Editors who work in educational publishing use all the same tools as every other kind of editor, so it is difficult to pick out anything specific. Often, however, the areas of scheduling and process are important to editors working in this field. Clarity is also particularly important in writing for educational purposes, so let’s look at these few aspects of the curriculum.
|Knowledge criteria||Editorial competency, professional skills and attitudes|
|2.1.2 Schedules and budgeting||• Understands the importance of scheduling and budgeting within any publishing process
• Understands the influence of the schedule/budget on the scope of editing/proofreading
|2.1.3 Editorial processes||• Understands the meaning and significance of common editorial terminology
• Understands the roles and responsibilities of members of an editorial team
• Understands the stages of the editorial process
|2.1.4 Production processes||• Understands the roles and responsibilities of a production team
• Understands the meaning and use of common production terminology
• Understands the stages of the production process (eg prepress, print/electronic production)
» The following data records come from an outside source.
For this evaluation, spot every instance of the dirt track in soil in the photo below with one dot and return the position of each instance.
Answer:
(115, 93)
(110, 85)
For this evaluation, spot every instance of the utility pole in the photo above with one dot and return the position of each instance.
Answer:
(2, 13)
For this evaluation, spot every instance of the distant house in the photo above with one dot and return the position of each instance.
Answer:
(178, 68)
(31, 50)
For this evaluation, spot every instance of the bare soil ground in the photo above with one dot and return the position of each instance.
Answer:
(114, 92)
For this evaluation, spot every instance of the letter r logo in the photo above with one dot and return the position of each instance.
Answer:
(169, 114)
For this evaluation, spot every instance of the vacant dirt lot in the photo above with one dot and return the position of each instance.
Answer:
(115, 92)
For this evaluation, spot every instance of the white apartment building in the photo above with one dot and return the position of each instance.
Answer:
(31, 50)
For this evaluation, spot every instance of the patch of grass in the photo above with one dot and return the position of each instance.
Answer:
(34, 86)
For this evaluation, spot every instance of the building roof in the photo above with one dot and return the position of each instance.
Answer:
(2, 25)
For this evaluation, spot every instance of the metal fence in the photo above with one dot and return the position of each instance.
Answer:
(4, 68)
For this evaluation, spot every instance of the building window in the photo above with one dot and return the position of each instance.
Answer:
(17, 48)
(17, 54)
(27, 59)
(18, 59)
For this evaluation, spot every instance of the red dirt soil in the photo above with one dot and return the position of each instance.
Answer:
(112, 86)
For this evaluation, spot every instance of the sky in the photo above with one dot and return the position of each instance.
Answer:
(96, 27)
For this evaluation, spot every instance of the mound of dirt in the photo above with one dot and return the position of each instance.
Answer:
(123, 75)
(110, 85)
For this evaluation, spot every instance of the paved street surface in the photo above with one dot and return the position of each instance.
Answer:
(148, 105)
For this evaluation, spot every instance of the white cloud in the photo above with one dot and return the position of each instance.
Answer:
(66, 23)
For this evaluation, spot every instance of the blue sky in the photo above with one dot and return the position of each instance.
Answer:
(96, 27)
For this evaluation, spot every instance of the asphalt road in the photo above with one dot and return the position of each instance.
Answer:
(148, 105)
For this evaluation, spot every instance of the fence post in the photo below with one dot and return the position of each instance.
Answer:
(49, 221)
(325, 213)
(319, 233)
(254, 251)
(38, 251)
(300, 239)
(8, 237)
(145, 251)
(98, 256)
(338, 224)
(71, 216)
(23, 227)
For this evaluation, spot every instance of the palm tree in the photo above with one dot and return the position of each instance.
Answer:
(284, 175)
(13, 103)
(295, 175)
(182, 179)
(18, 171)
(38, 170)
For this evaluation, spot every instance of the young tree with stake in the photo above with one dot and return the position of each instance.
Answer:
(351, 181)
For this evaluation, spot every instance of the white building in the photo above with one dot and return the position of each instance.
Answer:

|2.3.3 Clarity in writing||• Understands the need to avoid ambiguity
• Understands appropriate use of language and tone
• Understands conciseness (elimination of redundancy/repetition)
• If space is limited or layout is fixed, is aware of the need to fit any change into the available space without causing a new problem
• Can reword appropriately to simplify, clarify or shorten text
• Can identify whether material is well expressed and flows logically, with the ideas and wording easy to follow
Resources to support your learning and CPD
The CIEP course Editorial Project Management would be really useful to enhance your skills. You could also try the PTC course Introduction to Digital Project Management. For clarity in writing, try the CIEP courses Getting to Grips with Grammar and Punctuation and Plain English for Editors. The CIEP guide Editing Textbooks would also be worth a read.
This book chapter would also be worth reading: Miha Kovač, Mojca K. Šebart. ‘Educational publishing: how it works: primary and secondary education publishing’ in: The Oxford Handbook of Publishing, edited by Angus Phillips and Michael Bhaskar. OUP, 2019, pp274–288.
If you work with interactive exercises, the CIEP course Editing Digital Content could prove useful.
Read Anneke Schmidt’s blog post: ‘What makes a good elearning course? elearning best practices explained’ (Skill & Care, 13 March 2023). This post could also lead you down various other useful rabbit holes.
The Society of Young Publishers has published the video ‘Introduction to Education Publishing’, which you can find on YouTube. It’s a panel discussion and gives a good overview of the education sector of the publishing industry.
This is only a snapshot – almost every other topic in domains 1 and 2 of the Curriculum for professional development are relevant to editing for educational publishing!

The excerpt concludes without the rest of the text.